Because the real world is complicated and truly anything can happen. That doesn't mean you're right, that means you got lucky.

For example the Simpson's creators aren't clairvoyant geniuses, they just happened to get a lot of stuff right.

> But I won't bet on me not getting in a wreck this next year.

You already have, by deciding on a specific level of coverage for your auto insurance policy.

(That aside - really? Either you get into many more accidents than the average person, or you're not extrapolating out into the future. If given the chance to take the same bet at 1:1 odds every year, surely you'd then take it every year until you decided to stop driving for safety reasons?)

I commute 15 hours a week. In Texas.

I see a few accidents a day. Nobody actually wants to drive really, we just do it because we have to. If I could teleport to work or even take a train I'd do it, and I'm not alone in that.

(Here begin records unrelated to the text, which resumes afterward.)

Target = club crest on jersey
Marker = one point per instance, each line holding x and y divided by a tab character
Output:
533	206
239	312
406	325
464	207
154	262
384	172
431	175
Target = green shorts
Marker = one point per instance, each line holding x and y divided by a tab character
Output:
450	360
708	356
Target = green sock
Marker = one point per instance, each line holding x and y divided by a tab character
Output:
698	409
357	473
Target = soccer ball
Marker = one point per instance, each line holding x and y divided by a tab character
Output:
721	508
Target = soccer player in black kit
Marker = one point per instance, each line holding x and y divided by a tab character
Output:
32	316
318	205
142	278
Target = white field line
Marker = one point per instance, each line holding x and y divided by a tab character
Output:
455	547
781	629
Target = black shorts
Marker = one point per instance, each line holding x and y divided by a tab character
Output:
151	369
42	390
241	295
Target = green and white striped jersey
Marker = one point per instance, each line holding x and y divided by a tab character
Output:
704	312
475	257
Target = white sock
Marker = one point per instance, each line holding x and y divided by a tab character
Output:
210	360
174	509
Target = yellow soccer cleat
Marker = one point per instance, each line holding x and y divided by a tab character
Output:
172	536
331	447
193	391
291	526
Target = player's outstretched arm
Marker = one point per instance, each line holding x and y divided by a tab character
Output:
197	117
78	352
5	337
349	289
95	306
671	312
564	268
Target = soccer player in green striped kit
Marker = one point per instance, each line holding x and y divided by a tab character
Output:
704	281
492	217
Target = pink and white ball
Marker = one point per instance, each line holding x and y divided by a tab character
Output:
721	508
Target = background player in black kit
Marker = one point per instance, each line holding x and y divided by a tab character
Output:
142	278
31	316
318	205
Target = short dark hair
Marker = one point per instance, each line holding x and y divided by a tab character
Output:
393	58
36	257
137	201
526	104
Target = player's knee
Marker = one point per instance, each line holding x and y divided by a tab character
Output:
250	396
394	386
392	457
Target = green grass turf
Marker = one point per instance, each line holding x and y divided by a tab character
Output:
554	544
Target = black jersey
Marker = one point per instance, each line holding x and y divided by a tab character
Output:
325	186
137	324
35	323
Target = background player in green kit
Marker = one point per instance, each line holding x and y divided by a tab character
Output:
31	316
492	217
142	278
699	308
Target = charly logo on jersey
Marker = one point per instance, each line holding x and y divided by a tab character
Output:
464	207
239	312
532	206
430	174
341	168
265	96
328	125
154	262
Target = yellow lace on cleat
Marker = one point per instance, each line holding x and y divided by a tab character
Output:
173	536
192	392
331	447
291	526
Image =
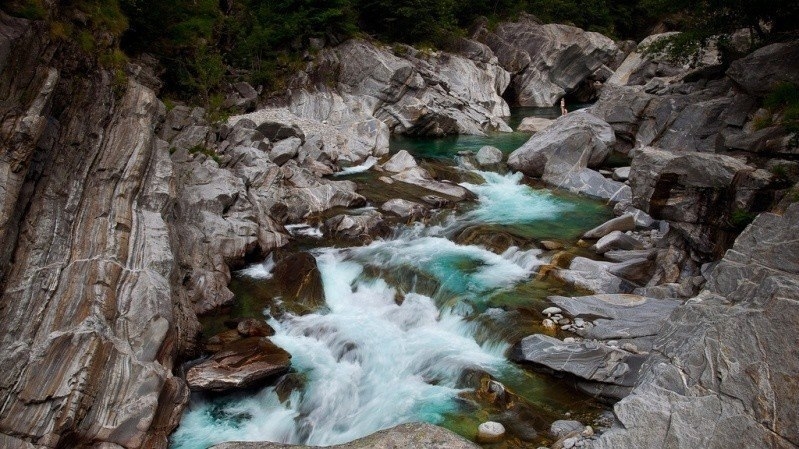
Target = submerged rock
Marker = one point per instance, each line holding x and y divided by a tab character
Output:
410	436
239	365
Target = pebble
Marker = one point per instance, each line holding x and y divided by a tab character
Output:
490	432
551	311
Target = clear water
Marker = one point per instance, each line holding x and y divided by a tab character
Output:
405	319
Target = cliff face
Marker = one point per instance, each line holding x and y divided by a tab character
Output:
90	326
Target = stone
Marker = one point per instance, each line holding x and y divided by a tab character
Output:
623	223
617	240
410	436
744	317
284	150
488	156
563	427
490	432
400	162
758	72
577	140
621	174
239	365
405	208
534	124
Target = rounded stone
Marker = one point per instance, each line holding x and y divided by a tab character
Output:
490	431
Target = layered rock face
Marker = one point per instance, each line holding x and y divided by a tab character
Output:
724	368
549	61
91	325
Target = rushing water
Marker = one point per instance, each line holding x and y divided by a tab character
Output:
406	319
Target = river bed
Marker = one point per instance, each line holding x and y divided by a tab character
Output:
415	326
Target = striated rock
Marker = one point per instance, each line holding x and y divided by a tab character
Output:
410	436
723	370
239	365
534	124
577	140
488	156
623	223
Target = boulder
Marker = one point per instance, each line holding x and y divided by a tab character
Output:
239	365
488	156
623	223
404	208
299	280
723	369
410	436
574	141
534	124
758	72
399	162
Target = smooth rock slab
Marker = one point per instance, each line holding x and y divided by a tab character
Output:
240	365
405	436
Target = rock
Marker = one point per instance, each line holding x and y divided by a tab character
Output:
758	72
534	124
551	311
621	174
410	436
299	280
745	318
363	227
420	177
488	156
623	223
490	432
560	58
404	208
615	369
240	365
577	140
617	240
400	162
284	150
563	427
254	327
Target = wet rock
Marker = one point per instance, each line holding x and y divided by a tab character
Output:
760	71
534	124
299	280
400	162
404	208
239	365
254	327
623	223
488	156
410	436
284	150
617	240
490	432
362	227
577	140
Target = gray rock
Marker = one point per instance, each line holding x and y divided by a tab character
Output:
488	156
400	162
284	150
616	240
758	72
623	223
722	373
411	436
404	208
574	141
534	124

Point is, I don't feel comfortable betting on things where there's a large amount of outside influence. And no, insurance isn't betting. It's risk pooling, not betting.

Nobody cares about someone being wrong in the past, because people update their beliefs all the time.

Meanwhile a bet over a silly internet discussion can get stuck in significant transaction costs vs buying, selling or even shorting a stock for the same money.

You are so sure you're right, what odds are you offering?
The employee angle seems cowardly as investor pumping would keep that artificially high. Why not profitability?